We can divide our counts in each bin by the total number of counts to convert from counts to relative frequency. This conversion allows us to describe the discrete probability distribution of the data.

# plot the normalized histogram
plt.figure(figsize=(20,6))

# use plt.bar to plot the histogram for x
plt.subplot(1,2,1)
plt.bar(hx[1][:-1],hx[0]/np.size(x),edgecolor = 'r', color = [], width = 4, linewidth = 2)
plt.xlabel('SAT')
plt.ylabel('Relative Frequency')
plt.title('(a) Histogram of UTSC SAT (N = 25)')
plt.ylim(0,0.3)
plt.xlim(-30,35)

# and the histogram for y
plt.subplot(1,2,2)
plt.bar(hy[1][:-1],hy[0]/np.size(y),edgecolor = 'k', color = [], width = 4, linewidth = 2)
plt.xlabel('SAT')
plt.ylabel('Relative Frequency')
plt.title('(b) Histogram of UTSC SAT (N = 1000)')
plt.ylim(0,0.3)
plt.xlim(-30,35)
(-30.0, 35.0)
../../_images/1e3583425c16b01fdbacbe07673e279bc1141cbed5b19f95971066a2ca9ae92f.png

Notice that summing over the frequencies of each bin equals 1 or 100%. Another way to express this is by the cumulative probability distribution, which is simply the cumulative sum over the probability distribution.

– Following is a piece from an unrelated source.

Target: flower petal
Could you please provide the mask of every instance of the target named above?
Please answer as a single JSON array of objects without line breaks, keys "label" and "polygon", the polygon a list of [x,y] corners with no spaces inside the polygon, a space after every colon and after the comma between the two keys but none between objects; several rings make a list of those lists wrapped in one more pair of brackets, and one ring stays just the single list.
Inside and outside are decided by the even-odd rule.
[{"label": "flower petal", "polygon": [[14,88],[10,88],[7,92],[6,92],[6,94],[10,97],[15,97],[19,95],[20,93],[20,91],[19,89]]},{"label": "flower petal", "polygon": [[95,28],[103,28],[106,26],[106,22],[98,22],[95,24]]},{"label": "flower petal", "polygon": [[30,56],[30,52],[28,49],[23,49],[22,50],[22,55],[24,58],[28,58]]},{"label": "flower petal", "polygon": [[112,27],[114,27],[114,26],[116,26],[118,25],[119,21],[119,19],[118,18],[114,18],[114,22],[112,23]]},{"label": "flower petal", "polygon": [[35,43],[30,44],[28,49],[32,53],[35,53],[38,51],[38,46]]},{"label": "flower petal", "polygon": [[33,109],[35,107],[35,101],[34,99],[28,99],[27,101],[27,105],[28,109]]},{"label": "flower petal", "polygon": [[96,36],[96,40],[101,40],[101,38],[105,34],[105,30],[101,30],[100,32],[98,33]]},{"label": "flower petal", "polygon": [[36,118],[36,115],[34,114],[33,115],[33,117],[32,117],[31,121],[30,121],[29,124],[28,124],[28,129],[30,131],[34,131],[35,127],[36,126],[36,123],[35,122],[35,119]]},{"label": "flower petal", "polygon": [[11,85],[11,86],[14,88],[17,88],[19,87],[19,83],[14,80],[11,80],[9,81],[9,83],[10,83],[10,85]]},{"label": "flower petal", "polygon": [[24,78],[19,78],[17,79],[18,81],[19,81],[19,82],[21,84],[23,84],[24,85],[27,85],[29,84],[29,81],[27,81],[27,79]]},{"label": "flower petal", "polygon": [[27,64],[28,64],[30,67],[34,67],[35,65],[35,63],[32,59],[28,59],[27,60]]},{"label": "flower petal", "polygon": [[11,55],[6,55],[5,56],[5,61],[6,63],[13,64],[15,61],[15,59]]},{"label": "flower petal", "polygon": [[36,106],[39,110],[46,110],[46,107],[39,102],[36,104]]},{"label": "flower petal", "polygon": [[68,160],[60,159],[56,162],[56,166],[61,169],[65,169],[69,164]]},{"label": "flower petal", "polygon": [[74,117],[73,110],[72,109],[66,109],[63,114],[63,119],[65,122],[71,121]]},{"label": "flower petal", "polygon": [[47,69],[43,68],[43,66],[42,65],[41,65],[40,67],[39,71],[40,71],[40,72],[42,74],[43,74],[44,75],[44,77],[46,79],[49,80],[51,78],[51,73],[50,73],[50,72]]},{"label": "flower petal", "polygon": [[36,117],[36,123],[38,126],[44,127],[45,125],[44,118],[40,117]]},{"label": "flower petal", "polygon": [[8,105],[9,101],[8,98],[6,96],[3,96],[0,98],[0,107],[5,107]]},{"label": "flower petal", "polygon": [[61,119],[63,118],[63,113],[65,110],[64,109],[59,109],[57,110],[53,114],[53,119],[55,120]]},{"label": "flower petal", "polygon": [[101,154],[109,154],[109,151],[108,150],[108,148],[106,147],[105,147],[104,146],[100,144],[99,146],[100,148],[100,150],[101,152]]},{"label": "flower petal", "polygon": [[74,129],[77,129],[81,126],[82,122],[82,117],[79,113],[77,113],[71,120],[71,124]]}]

# compute the cummulative distribution using the cumulative sum function np.cumsum()
hxx = np.cumsum(hx[0])
hyy = np.cumsum(hy[0])
print(hyy)
[  3   6  27  78 181 351 499 621 787 922 983 990]

Now, let’s plot it.

# plot the cumulative distribution
plt.figure(figsize=(20,6))

# use plt.bar to plot the histogram for x
plt.subplot(1,2,1)
plt.bar(hx[1][:-1],hxx/np.size(x),edgecolor = 'r', color = [], width = 4, linewidth = 2)
plt.axhline(1,color='r')
plt.axhline(0.5,color='gray')
plt.xlabel('SAT')
plt.ylabel('Relative Frequency')
plt.title('(a) Cumulative Distribution of UTSC SAT (N = 25)')
plt.ylim(0,1.1)
plt.xlim(-30,35)

# and the histogram for y
plt.subplot(1,2,2)
plt.bar(hy[1][:-1],hyy/np.size(y),edgecolor = 'k', color = [], width = 4, linewidth = 2)
plt.axhline(1,color='k')
plt.axhline(0.5,color='gray')
plt.xlabel('SAT')
plt.ylabel('Relative Frequency')
plt.title('(b) Cumulative Distribution of UTSC SAT (N = 1000)')
plt.ylim(0,1.1)
plt.xlim(-30,35)
(-30.0, 35.0)
../../_images/81d0a5336433f697cfe1d968d19940a854d926df1d40b7fe85d28989836908d3.png

As we can see in the figure above, the cumulative distribution will always sum to 1. The gray horizontal lines are plotted for a value of 0.5. This indicates that 50% of the sample data values fall within bins below this line and 50% fall within the bins above this line. Note that the 50% cut-off likely lies somewhere within the width of the intersecting bin.